Schematic view of the molecular network and functions of human papillomavirus (HPV) E5, E6, and E7 oncoproteins in HPV-induced cancers. E5, E6, and E7 oncoproteins are responsible for the carcinogenesis and tumorigenesis of HPV-induced cancers via activating multiple signaling pathways, such as cell cycle signaling, EGFR pathway, migration, and invasion pathways, p53 pathway and some epigenetic pathway.
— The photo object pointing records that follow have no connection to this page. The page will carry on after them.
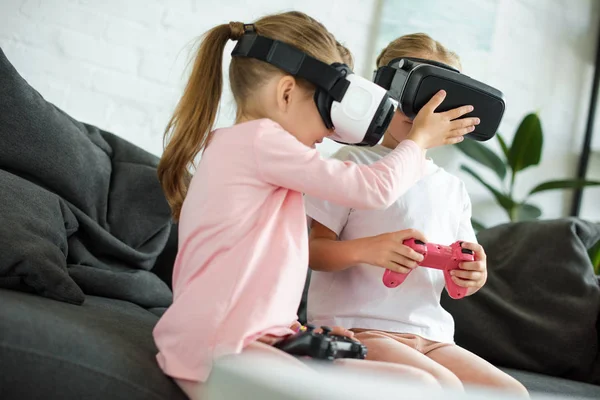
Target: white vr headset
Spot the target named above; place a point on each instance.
(357, 109)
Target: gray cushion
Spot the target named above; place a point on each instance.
(537, 383)
(539, 308)
(102, 214)
(100, 350)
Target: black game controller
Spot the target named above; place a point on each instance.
(321, 346)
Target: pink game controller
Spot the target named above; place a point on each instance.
(446, 258)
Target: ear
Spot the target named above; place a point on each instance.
(287, 88)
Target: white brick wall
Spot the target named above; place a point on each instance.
(119, 64)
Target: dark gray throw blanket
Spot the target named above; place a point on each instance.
(540, 308)
(81, 210)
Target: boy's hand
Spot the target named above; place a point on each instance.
(472, 274)
(388, 251)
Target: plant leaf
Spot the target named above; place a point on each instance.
(503, 145)
(483, 155)
(527, 212)
(506, 202)
(563, 184)
(595, 257)
(477, 226)
(526, 149)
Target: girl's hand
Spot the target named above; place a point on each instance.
(431, 129)
(472, 274)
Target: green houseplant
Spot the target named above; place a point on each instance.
(524, 152)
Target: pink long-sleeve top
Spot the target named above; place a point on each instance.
(243, 242)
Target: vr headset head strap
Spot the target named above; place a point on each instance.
(293, 61)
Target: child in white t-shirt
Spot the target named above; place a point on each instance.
(405, 325)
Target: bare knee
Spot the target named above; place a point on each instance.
(507, 383)
(446, 378)
(420, 376)
(395, 371)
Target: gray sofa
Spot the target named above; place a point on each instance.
(87, 248)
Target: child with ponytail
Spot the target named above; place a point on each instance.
(243, 243)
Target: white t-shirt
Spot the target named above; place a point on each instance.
(438, 205)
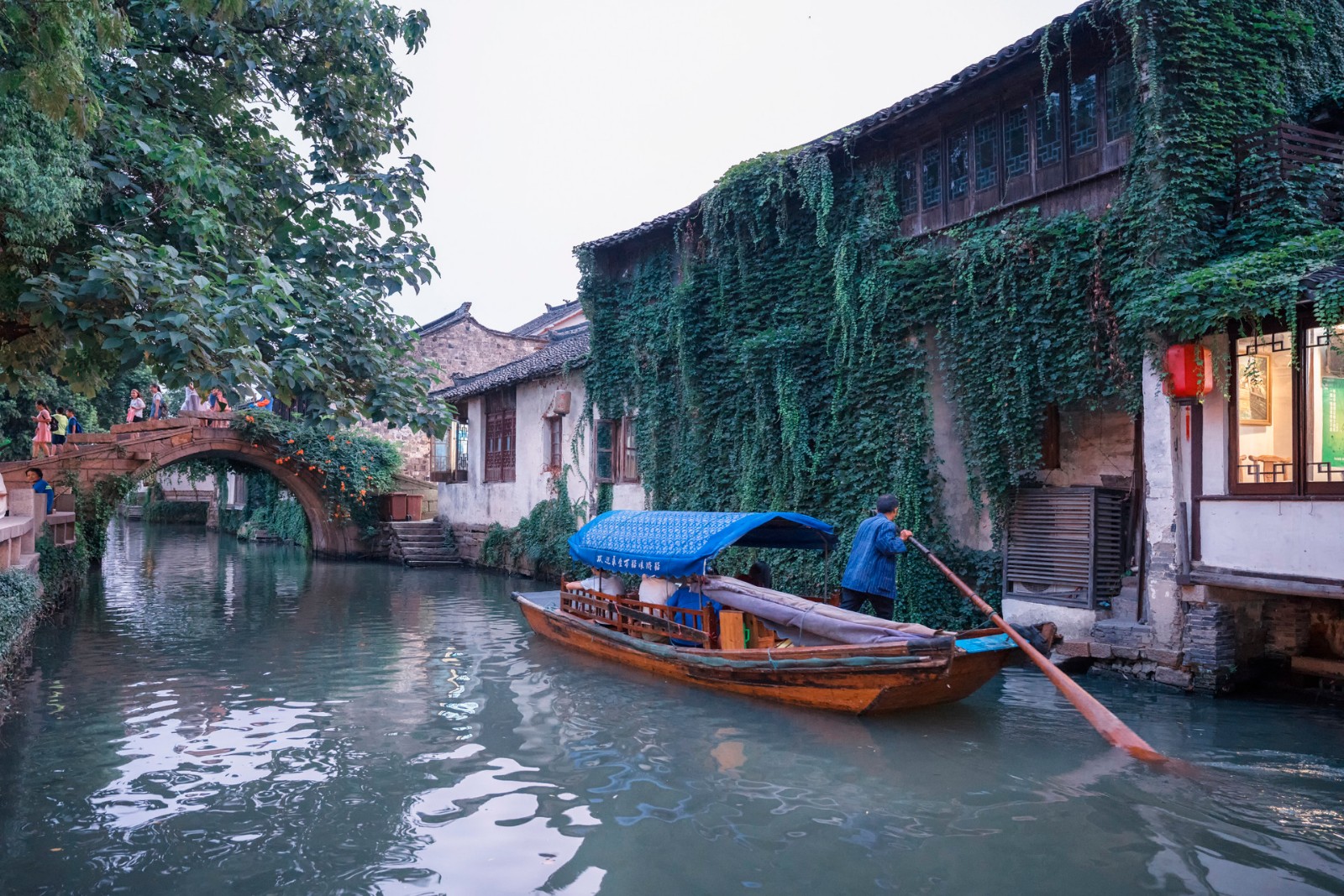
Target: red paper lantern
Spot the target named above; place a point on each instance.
(1189, 371)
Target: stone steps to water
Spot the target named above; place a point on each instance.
(420, 543)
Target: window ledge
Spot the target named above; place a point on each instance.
(1270, 582)
(1299, 499)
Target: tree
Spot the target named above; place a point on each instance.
(155, 211)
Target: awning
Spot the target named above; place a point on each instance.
(674, 544)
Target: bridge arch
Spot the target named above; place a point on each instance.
(329, 537)
(140, 449)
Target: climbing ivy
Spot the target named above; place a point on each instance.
(94, 508)
(541, 537)
(355, 466)
(781, 344)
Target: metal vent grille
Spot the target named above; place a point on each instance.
(1065, 546)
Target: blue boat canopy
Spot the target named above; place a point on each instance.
(674, 544)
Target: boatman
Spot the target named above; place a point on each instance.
(871, 573)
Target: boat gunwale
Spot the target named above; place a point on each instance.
(851, 658)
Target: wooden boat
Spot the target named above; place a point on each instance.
(707, 647)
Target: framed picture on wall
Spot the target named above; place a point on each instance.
(1253, 392)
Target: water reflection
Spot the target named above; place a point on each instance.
(233, 719)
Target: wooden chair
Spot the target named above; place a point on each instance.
(1278, 466)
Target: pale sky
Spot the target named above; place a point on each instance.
(559, 121)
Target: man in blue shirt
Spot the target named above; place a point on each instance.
(871, 573)
(42, 486)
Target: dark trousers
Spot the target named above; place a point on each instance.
(882, 607)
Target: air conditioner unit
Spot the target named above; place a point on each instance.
(1065, 546)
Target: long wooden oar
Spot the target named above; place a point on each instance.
(1102, 719)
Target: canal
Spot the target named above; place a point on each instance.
(222, 718)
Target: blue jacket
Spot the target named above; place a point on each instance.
(42, 486)
(873, 559)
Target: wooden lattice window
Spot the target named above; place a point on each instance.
(1050, 145)
(501, 437)
(987, 154)
(958, 165)
(554, 443)
(931, 177)
(1082, 116)
(615, 449)
(907, 184)
(604, 438)
(1016, 141)
(1120, 98)
(629, 465)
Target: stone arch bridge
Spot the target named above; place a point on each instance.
(143, 448)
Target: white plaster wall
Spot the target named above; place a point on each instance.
(1285, 537)
(1074, 624)
(1164, 490)
(967, 524)
(1095, 448)
(477, 503)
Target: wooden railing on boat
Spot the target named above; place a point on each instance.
(699, 627)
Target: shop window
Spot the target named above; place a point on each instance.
(1016, 141)
(1082, 116)
(958, 165)
(1288, 419)
(501, 437)
(931, 176)
(1050, 145)
(987, 154)
(1263, 385)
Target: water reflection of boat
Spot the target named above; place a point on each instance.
(806, 652)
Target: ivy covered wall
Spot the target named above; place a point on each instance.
(776, 338)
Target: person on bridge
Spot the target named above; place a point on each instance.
(871, 573)
(218, 403)
(74, 427)
(42, 486)
(42, 438)
(60, 425)
(136, 410)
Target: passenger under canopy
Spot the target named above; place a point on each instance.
(674, 544)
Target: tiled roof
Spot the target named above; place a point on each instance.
(542, 322)
(1324, 275)
(837, 139)
(447, 320)
(568, 351)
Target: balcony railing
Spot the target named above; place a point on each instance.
(1290, 163)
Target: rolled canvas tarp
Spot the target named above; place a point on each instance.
(812, 624)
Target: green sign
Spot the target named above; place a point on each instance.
(1332, 421)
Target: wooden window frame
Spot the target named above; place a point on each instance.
(554, 443)
(1300, 485)
(628, 452)
(624, 464)
(501, 436)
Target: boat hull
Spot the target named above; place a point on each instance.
(853, 680)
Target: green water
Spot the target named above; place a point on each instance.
(235, 719)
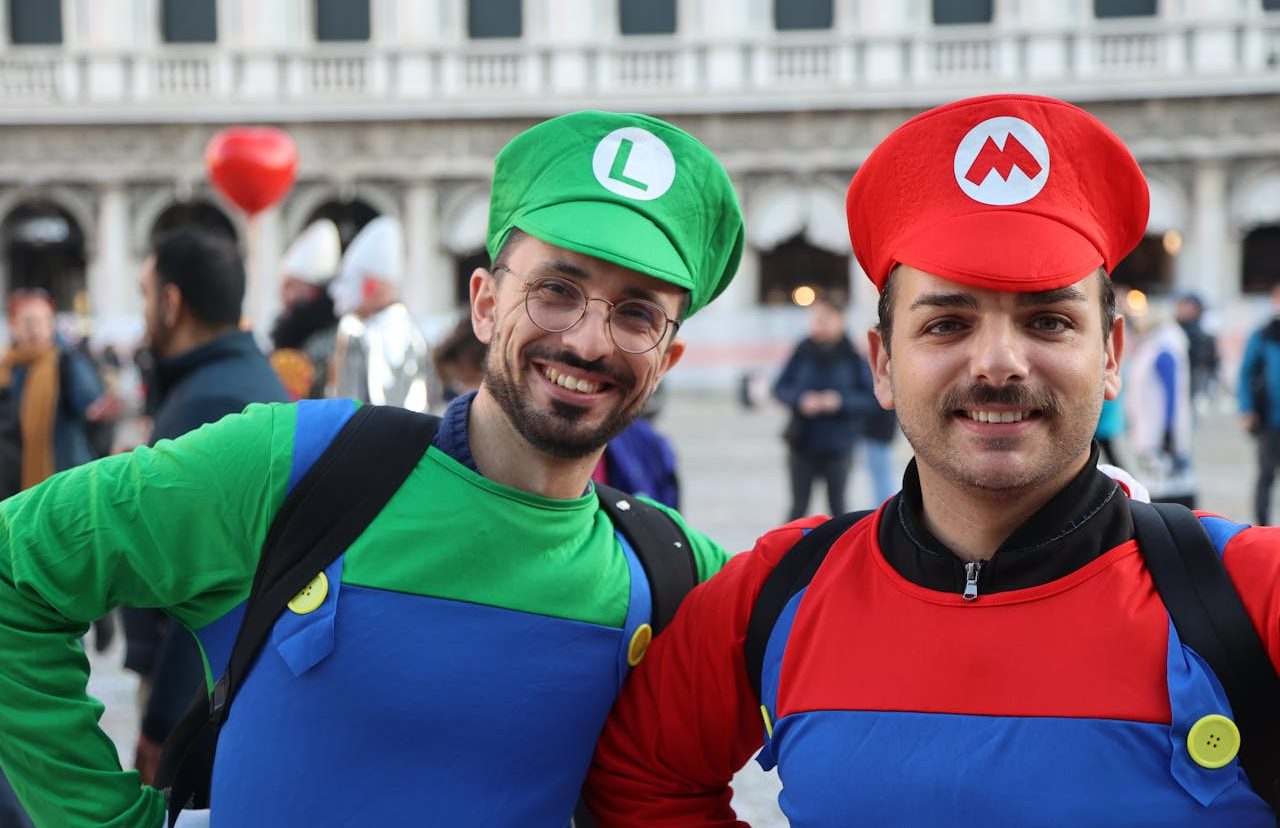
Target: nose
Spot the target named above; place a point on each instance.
(999, 353)
(589, 338)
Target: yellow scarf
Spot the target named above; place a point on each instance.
(36, 410)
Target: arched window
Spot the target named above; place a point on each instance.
(188, 21)
(1260, 260)
(801, 14)
(35, 22)
(342, 19)
(795, 265)
(1124, 8)
(961, 12)
(351, 216)
(647, 17)
(494, 18)
(44, 247)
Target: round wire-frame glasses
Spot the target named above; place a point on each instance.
(556, 305)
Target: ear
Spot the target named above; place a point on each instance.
(170, 303)
(675, 351)
(1111, 366)
(877, 353)
(484, 303)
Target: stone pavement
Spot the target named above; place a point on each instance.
(735, 488)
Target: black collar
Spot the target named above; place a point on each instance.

AKT, AKT serine/threonine kinases; B-MYB, MYB proto-oncogene like 2, MYBL2; CARM1, coactivator-associated arginine methyltransferase 1; CBP, CREB binding protein; CDC25A, cell division cycle 25A; CDK2, cyclin-dependent kinase 2; CDK4, cyclin-dependent kinase 4; CDK6, cyclin-dependent kinase 6; C-Myc, avian myelocytomatosis viral oncogene homolog; Cul2, cullin 2; DeMe, demethylation; DNMT1, DNA (cytosine-5-)-methyltransferase 1; DP1, transcription factor DP-1, TFDP1; E2F1, E2F transcription factor 1; DREAM, dimerization partner, RB-like, E2F and multi-vulval class B; E2F4, E2F transcription factor 4; E2F6, E2F transcription factor 6; E6AP, E6-associated protein, ubiquitin protein ligase E3A, UBE3A; E-Cadherin, epithelial cadherin; EGFR, epidermal growth factor receptor; EMT, epithelial mesenchymal transition; ERK1/2, mitogen-activated protein kinase 1/2; ET-1, endothelin 1; ETAR, endothelin A receptor; F-actin, filamentous actin; FOXM1, forkhead box M1; HCF-1, host cell factor 1; HLA-E, HLA class I histocompatibility antigen, alpha chain E; KDM6A, lysine demethylase 6A; KDM6B, lysine demethylase 6B; LIN54, protein lin-54 homolog; Me, methylation; MuvB, MuvB complex of five proteins including LIN9, LIN37, LIN52, RBBP4 and LIN54; NHERF-1, Na+/H+ exchanger regulatory factor; NK, natural killer; O-GlcNAc, O-Linked β-N-acetylglucosamine; OGT, protein O-GlcNAc transferase; p16, p16^INK4A, p14^ARF, cyclin dependent kinase inhibitor 2A, CDKN2A; p21, p21^WAF1/CIP1, cyclin-dependent kinase inhibitor 1A, CDKN1A; p27, p27^KIP1, cyclin dependent kinase inhibitor 1B, CDKN1B; p53, tumor protein p53, TP53; p300, E1A binding protein p300; P-Cadherin, placental cadherin; PI3K, phosphoinositide 3-kinase; pRb, phosphorylated retinoblastoma transcriptional corepressor 1; PRMT1, protein arginine N-methyltransferase 1; Raf, Raf proto-oncogene, serine/threonine kinase; Ras, RAS proto-oncogene, GTPase; STAT3, signal transducers and activators of transcription 3; Ub, ubiquitination.

Figure 5

Schematic view of anti-cancer mechanism of radiolabeled mAbs. Since many non-viable and necrotic cells with permeable membranes are present in tumors, allowing mAbs to access to interact with the intracellular antigens. In addition, intracellular antigens E6 and E7 can be released from cancer cells via necrosis and cell turnover. E6 or E7 specific mAbs bind to extracellular E6 and E7 and deliver cytotoxic radiation to this area. Surviving tumor cells including weak or no E6 or E7 expression were killed by radiation by the “cross-fire” effect produced by radiation in 360° spheres.

Figure 6

Schematic view of single‐chain variable fragment (scFv) antibody and nanobody. V_H, heavy chain variable domain; V_L, light chain variable domain; C_H, heavy chain constant domain; C_L, light chain constant domain; V_HH, single-domain antibody.